Abstract
Purpose :
Linking visually-guided behavior to its underlying retinal spike code has been extremely difficult in freely-moving mice for two main reasons: 1) Visual information is encoded in the population activity of ~40 distinct retinal ganglion cell (RGC) types, 2) Only a limited set of tools have existed for automatically quantifying stimulus exposure and behavioral performance in freely-moving animals. Our recent work has shown that the behavioral detection of dimmest lights is driven by ON sustained alpha RGCs in the mouse retina1. Relying on this recent work, we now propose a complete set of tools for the paradigm - Quantum Behavior - to automatically link mouse behavior to its underlying retinal code originating from single photons at the sensitivity limit of vision.
Methods :
We quantified behavioral sensitivity by training mice to do a dim-light detection task in a six-armed water maze in complete darkness. The body position, the head direction, and the eye movements of the mice were automatically tracked using deep learning based trackers designed to operate under extremely dim light conditions.
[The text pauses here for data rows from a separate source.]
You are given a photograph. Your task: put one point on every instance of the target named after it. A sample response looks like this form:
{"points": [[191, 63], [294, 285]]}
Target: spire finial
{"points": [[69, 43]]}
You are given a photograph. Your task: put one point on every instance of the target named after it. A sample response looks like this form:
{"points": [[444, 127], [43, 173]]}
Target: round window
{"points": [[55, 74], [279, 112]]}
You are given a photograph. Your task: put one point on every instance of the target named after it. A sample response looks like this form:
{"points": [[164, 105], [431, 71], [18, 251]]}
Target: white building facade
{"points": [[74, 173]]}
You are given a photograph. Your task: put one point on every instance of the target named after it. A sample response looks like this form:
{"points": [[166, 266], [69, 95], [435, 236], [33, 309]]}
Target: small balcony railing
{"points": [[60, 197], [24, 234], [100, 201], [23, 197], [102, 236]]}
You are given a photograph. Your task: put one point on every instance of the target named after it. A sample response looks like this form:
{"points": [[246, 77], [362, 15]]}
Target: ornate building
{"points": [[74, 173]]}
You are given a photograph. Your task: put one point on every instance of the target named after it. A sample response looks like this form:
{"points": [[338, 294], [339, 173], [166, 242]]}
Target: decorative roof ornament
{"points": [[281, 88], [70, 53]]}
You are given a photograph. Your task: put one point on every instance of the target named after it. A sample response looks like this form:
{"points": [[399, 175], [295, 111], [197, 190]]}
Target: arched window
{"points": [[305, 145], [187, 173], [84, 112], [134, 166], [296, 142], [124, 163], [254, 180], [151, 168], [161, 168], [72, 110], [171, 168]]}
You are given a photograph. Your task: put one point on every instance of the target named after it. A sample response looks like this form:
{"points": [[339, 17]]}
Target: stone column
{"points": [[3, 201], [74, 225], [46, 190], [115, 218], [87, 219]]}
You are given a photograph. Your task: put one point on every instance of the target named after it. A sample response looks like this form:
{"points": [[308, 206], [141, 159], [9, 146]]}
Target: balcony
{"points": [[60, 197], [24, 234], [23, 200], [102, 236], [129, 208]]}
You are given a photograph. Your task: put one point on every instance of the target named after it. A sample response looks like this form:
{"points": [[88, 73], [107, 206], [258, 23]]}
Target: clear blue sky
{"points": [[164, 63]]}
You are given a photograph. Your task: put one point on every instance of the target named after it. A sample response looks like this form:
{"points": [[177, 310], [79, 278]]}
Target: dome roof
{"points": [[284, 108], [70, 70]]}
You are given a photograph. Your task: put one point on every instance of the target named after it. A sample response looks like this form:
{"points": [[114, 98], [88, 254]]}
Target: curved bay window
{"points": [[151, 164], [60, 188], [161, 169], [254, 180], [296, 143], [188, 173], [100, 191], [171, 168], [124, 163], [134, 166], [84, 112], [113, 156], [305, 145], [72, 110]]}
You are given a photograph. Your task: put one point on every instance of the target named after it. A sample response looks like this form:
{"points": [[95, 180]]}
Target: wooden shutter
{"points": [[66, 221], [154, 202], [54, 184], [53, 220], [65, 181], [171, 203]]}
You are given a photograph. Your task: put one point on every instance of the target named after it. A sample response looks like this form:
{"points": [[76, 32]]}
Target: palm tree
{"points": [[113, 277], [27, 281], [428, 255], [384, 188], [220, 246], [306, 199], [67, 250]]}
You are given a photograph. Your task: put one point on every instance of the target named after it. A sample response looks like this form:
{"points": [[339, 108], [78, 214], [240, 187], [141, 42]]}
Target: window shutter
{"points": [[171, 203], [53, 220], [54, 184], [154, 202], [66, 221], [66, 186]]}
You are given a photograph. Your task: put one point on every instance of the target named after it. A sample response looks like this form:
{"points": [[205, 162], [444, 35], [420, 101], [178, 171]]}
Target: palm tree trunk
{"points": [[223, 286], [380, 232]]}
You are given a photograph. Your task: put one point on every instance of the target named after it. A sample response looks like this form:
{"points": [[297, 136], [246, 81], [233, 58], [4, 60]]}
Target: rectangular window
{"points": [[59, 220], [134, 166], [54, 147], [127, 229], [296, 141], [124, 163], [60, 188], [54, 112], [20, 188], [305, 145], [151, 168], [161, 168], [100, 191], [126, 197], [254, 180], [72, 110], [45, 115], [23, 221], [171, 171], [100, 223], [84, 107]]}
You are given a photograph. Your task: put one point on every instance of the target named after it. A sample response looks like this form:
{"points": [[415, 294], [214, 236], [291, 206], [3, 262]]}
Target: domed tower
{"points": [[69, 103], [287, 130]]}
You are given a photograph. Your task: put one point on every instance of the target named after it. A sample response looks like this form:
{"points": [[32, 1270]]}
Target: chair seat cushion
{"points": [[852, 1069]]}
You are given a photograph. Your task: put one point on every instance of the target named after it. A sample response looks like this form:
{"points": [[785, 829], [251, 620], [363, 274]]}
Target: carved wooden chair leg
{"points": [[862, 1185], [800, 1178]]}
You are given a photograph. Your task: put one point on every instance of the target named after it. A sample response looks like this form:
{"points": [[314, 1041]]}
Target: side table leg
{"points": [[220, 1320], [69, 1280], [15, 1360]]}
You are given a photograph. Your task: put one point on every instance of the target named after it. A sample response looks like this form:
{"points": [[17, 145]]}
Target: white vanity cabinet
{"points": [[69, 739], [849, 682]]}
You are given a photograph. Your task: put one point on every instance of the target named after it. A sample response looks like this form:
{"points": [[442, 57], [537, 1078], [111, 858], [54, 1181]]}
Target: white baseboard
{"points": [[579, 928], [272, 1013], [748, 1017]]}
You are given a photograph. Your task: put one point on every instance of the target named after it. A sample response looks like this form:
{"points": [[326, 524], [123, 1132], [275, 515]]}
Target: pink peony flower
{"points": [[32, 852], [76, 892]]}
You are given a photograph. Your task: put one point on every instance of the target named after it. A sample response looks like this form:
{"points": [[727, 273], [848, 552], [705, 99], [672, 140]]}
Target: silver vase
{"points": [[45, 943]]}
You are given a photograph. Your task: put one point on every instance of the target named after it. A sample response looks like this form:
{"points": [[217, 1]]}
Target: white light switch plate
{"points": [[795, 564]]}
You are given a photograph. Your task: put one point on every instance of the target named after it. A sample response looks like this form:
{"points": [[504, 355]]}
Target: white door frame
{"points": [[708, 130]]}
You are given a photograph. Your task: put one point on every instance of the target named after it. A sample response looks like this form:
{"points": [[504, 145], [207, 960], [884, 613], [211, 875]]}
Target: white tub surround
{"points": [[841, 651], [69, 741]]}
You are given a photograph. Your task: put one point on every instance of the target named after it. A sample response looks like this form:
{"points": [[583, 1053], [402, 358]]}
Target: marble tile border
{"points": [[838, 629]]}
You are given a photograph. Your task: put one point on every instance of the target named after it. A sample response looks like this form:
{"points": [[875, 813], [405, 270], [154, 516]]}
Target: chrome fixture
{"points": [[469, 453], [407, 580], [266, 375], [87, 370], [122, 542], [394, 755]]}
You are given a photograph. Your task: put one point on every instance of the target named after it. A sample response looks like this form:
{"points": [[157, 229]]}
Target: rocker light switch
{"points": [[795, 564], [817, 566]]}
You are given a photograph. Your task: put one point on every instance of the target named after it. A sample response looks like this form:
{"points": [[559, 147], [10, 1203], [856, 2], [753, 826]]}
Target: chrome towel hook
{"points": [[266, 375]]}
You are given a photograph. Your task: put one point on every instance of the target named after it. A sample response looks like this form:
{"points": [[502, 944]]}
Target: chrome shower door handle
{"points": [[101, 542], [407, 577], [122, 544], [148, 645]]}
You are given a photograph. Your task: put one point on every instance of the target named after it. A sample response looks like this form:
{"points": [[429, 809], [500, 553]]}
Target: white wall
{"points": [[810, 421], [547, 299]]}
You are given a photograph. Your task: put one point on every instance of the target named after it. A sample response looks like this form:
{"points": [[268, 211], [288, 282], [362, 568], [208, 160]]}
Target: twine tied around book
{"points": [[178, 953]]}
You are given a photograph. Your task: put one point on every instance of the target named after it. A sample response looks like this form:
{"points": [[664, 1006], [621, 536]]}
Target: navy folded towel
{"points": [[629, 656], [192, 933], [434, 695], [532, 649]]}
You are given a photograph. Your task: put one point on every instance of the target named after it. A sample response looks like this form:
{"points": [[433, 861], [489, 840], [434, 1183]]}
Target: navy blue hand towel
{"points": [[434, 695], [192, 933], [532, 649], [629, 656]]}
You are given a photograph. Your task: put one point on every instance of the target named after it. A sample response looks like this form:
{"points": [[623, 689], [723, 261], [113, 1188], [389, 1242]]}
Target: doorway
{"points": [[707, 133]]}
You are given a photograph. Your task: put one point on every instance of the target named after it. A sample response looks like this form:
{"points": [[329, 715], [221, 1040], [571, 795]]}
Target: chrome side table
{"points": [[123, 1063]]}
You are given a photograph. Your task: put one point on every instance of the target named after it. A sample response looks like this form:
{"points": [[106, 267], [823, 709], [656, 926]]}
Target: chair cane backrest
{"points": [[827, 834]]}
Precisely tracked stimulus trajectories on the mouse retinas were used in combination with spatio-temporal RGC models, constrained with matching electrophysiological data1, to predict RGC population responses to sparse photons during behavioral trials.
Results :
Our automatic head tracking tool, that reaches human-level accuracy, allows us to analyze how a range of behavioral features, such as swimming speed, angular velocity of the head, meander, etc., affect the decision making of mice in a photon detection task. The predicted spike outputs of the most sensitive RGC populations allow us to correlate the performance of various decoding principles (ideal observers) to the observed behavior.
Conclusions :
We have developed tools for a new paradigm - Quantum Behavior - for linking visually-guided behavior to retinal spike codes at the sensitivity limit of vision. This paradigm helps us to address how behaviorally relevant information is extracted from the neural activity of the retina. We discuss the applications of this paradigm for the end-to-end characterization of the visual performance of freely-moving mice in single-photon detection task.
1Smeds, L, Takeshita, D., Turunen, T., Tiihonen, J., Westö, J., Martyniuk, N., Seppänen, A., and Ala-Laurila, P. (2019). Neuron 104, 576–587.
This is a 2020 ARVO Annual Meeting abstract.